I'm currently working on a Keras tutorial for recurrent network training and I'm having trouble understanding the Stateful LSTM concept. To keep things as simple as possible, the sequences have the same length seq_length
. As far as I get it, the input data is of shape (n_samples, seq_length, n_features)
and we then train our LSTM on n_samples/M
batches of size M
as follows:
For each batch:
- Feed in the 2D-tensors
(seq_length, n_features)
and for each input 2D-tensor compute the gradient - Sum these gradients to get the total gradient on the batch
- Backpropagate the gradient and update weights
In the tutorial's example, feeding in the 2D-tensors is feeding in a sequence of size seq_length
of letters encoded as vectors of length n_features
. However, the tutorial says that in the Keras implementation of LSTMs, the hidden state is not reset after a whole sequence (2D-tensor) is fed in, but after a batch of sequences is fed in to use more context.
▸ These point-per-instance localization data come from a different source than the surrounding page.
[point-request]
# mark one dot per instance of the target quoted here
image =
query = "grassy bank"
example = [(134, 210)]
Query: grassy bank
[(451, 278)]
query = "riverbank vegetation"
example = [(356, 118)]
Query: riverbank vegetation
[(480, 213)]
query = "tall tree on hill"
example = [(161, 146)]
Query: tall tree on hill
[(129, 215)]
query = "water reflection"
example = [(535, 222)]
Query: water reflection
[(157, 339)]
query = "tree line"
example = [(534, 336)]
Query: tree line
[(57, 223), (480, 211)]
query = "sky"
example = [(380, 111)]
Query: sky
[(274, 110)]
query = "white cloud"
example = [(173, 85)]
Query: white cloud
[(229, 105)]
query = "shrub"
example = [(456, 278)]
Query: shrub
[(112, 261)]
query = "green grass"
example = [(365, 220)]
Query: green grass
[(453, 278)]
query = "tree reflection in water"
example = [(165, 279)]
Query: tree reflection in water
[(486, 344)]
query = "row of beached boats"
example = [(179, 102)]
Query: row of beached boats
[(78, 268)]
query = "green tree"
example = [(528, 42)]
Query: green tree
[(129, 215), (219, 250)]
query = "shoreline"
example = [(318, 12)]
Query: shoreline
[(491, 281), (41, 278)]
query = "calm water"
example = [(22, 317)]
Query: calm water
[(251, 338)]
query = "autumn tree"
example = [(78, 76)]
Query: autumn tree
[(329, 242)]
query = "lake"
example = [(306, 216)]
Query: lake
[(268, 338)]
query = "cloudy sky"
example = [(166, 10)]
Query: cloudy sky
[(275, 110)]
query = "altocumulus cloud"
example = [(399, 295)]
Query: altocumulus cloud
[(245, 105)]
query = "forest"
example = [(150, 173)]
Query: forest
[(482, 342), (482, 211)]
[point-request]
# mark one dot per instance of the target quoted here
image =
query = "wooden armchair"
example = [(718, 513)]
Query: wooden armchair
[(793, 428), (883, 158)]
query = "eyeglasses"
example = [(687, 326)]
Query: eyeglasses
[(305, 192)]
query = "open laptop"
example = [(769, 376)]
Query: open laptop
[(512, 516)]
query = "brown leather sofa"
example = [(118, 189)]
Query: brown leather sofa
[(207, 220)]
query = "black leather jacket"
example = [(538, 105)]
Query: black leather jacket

Why does keeping the hidden state of the previous sequence and using it as initial hidden state for our current sequence improve the learning and the predictions on our test set, since that "previously learned" initial hidden state won't be available when making predictions ? Moreover, Keras' default behaviour is to shuffle input samples at the beginning of each epoch so the batch context is changed at each epoch. This behaviour seems contradictory to keeping the hidden state through a batch since batch context is random.